A review of ‘The Caregivers: A Support of Group’s Stories of Slow Loss, Courage and Love’ by Neil Lake


By Nell Lake

If you’ve ever cared for a terminally ill, elderly loved one, you know the horror stories. You’ve got a long list of them yourself. How bad can it get? In Nell Lake’s book, one woman falls out of love with her husband when Alzheimer’s disease alters his personality. He’s verbally abusive. He keeps guns in the house. She admits him to a nursing home and considers divorce, but instead stops visiting him and becomes bitterly envious when her friend’s 52-year-old husband drops dead of a stroke. A dead husband? Some people have all the luck!

It turns out that knowing how bad it is for others is a great comfort in the cheerless chore of caregiving. The Pulitzer prize-winning Lake discovered this in 2010, when she started sitting in on weekly meetings of a support group for caregivers: husbands with cancer, mothers with dementia.
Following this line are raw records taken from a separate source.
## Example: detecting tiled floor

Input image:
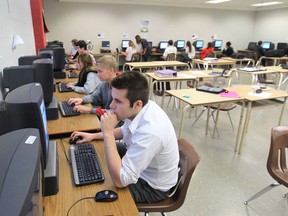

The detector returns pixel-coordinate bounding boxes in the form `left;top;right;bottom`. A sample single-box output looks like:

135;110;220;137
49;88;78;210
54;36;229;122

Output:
143;73;288;216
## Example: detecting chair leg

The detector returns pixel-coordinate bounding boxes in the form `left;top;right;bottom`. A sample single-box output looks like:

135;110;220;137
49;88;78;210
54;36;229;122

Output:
244;182;280;205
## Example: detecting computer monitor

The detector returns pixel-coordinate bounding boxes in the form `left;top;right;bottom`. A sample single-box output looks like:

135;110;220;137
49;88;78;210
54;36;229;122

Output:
5;83;49;169
175;40;185;50
0;128;43;216
276;42;288;50
158;41;168;51
212;40;223;50
102;41;110;48
121;40;130;50
193;40;204;51
247;42;257;51
3;59;54;105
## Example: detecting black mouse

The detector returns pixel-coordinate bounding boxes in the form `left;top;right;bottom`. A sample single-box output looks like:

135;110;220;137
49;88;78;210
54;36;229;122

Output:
69;136;83;145
95;190;118;202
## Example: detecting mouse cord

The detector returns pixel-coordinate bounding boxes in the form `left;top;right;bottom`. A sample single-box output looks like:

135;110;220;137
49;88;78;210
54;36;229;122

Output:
66;197;94;216
61;139;71;165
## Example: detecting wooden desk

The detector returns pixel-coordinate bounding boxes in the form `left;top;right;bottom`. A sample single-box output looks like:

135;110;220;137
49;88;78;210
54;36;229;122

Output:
47;88;100;139
162;89;244;145
228;66;288;89
123;61;188;71
43;140;139;216
192;58;236;70
227;86;288;154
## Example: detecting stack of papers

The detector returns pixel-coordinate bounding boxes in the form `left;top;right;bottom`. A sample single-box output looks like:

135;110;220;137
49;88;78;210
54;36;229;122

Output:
154;69;177;78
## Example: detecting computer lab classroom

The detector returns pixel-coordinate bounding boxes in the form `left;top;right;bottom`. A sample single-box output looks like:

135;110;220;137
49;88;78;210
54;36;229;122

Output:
0;0;288;216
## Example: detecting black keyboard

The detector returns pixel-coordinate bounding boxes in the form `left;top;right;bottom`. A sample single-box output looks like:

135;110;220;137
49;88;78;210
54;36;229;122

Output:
58;83;73;92
70;143;104;186
68;71;78;78
59;101;80;117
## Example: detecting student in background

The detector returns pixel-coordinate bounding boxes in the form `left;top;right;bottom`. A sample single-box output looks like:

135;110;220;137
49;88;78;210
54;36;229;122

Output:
135;35;152;62
178;41;195;63
200;42;214;59
121;40;137;62
217;41;234;58
71;72;179;203
66;53;101;94
70;40;96;65
68;55;117;114
66;39;79;59
163;40;177;59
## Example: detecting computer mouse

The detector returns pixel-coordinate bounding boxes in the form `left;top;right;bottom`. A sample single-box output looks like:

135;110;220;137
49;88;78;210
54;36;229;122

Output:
69;136;83;145
95;190;118;202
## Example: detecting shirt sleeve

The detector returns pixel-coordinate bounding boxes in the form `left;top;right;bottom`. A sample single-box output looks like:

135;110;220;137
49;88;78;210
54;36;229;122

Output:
120;133;161;186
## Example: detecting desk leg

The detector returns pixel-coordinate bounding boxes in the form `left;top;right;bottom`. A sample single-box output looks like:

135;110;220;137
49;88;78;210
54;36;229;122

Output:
238;101;252;154
178;105;191;139
278;97;287;125
234;100;245;152
212;104;220;138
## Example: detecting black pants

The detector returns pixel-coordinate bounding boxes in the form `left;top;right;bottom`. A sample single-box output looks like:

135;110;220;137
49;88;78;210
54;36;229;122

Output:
116;142;169;203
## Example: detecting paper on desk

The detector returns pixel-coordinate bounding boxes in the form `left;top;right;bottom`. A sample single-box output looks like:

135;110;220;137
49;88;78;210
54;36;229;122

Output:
248;91;272;98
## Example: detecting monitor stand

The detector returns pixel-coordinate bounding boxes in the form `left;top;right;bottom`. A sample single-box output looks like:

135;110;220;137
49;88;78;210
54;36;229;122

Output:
53;70;66;79
46;95;59;121
44;140;59;196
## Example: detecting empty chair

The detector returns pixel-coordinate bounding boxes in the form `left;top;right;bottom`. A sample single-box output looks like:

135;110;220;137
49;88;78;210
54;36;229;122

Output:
244;126;288;205
136;139;200;216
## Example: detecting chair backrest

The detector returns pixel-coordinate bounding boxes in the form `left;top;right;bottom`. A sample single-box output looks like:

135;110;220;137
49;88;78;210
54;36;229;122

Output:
267;126;288;187
131;53;141;62
136;139;200;212
166;53;176;61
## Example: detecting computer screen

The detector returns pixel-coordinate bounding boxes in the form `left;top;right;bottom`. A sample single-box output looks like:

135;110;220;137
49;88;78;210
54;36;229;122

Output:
159;41;168;50
261;41;271;49
175;40;185;49
121;40;130;49
195;40;204;49
213;40;223;49
5;83;49;169
102;41;110;48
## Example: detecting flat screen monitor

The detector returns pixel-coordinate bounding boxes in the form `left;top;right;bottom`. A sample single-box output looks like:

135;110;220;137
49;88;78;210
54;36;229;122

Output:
261;41;271;50
213;40;223;49
175;40;185;49
5;83;49;169
148;41;153;48
159;41;168;50
194;40;204;50
102;41;110;48
121;40;130;49
0;128;43;216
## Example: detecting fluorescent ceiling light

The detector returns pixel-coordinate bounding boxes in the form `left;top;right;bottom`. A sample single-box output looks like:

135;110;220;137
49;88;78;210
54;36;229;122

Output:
251;1;283;7
205;0;231;4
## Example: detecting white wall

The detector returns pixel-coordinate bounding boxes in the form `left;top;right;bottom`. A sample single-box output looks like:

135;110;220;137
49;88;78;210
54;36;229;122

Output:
44;0;255;52
0;0;35;100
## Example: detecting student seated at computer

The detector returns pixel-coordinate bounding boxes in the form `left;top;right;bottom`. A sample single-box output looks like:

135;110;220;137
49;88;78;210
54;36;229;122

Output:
68;55;117;114
66;53;101;94
217;41;234;58
69;40;96;65
162;40;177;59
121;40;137;62
178;41;195;63
71;72;179;203
200;42;214;59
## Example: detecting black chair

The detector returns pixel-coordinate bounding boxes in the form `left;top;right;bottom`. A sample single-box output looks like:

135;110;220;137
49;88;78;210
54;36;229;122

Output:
136;139;200;216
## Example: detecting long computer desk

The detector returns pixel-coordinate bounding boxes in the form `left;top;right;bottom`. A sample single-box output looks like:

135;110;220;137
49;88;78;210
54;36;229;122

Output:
123;61;189;71
43;139;139;216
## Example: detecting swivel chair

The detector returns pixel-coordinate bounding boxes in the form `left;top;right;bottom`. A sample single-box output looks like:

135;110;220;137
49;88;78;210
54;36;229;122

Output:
136;139;200;216
244;126;288;205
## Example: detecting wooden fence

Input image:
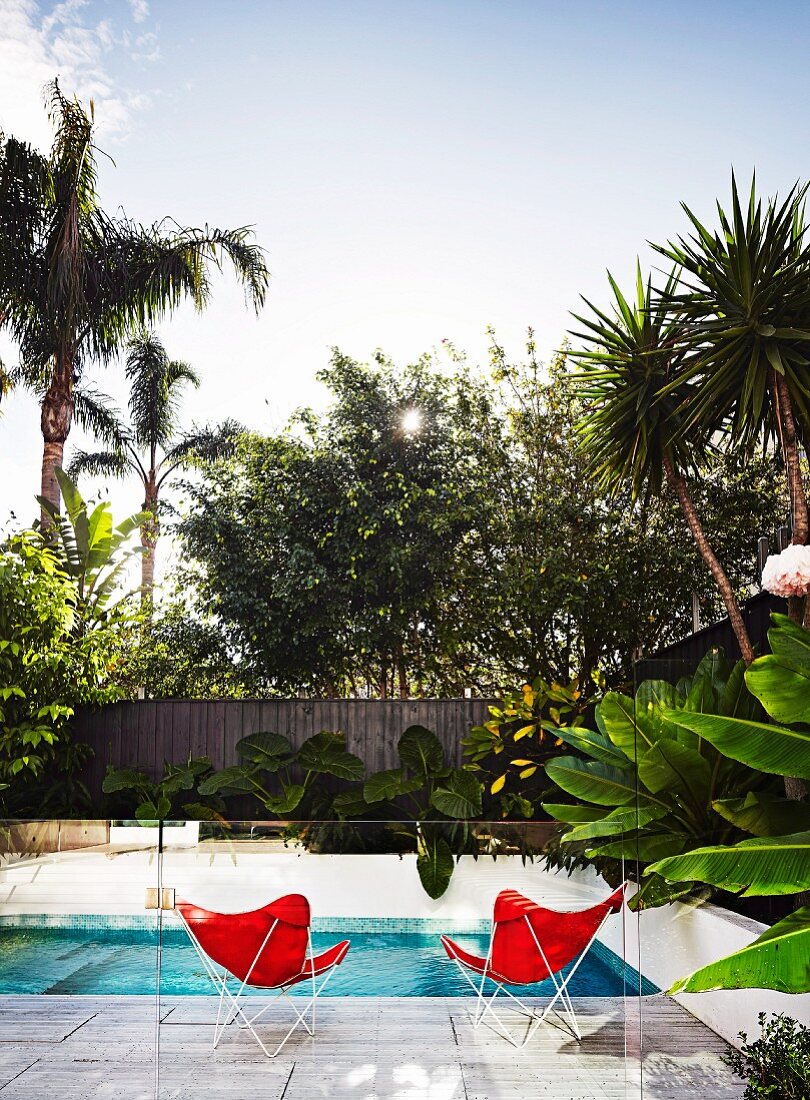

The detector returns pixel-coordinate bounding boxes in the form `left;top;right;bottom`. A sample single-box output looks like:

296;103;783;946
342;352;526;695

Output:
635;592;788;682
74;699;492;799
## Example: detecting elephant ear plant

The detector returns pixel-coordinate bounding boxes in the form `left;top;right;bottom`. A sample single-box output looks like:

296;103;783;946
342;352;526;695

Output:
647;615;810;993
336;726;481;898
101;756;225;822
543;650;778;908
199;730;365;817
“Many members tell me privately that they find the support group helpful, in part, because they see others’ problems as worse than their own. They think, ‘I don’t have it as bad as she does,’ or ‘At least my mother is sweet to me,’ or ‘I’m grateful his mind is okay.’ ”

What makes the book stand out is Lake’s impeccable reporting. She’s like a lepidopterist netting with her tape recorder the rare and fleeting moments of humour that flit across the bleak landscape. One can only imagine the hours of drudgery that went into transcribing two years’ worth of intimate conversations, but the process paid off. There’s the married couple who argues which of them is hardest to get along with; the memory-clinic receptionist who calls to change the appointment time of the Alzheimer’s patient and gets mad when the patient forgets to write it down. There’s the botanist, Penny, whose office-door nameplate she devised herself: Penny Jessop, O.C., L.M.S. “The letters stand not for degrees, but for phrases her boss and co-workers have used to describe her: ‘Overcommunicator’ and ‘Little Miss Sunshine,’ ” writes Lake. Jessop’s sense of humour is raucous. Who knew that two pages of a mother urgently needing to go to the bathroom could be such a suspenseful and delightful read?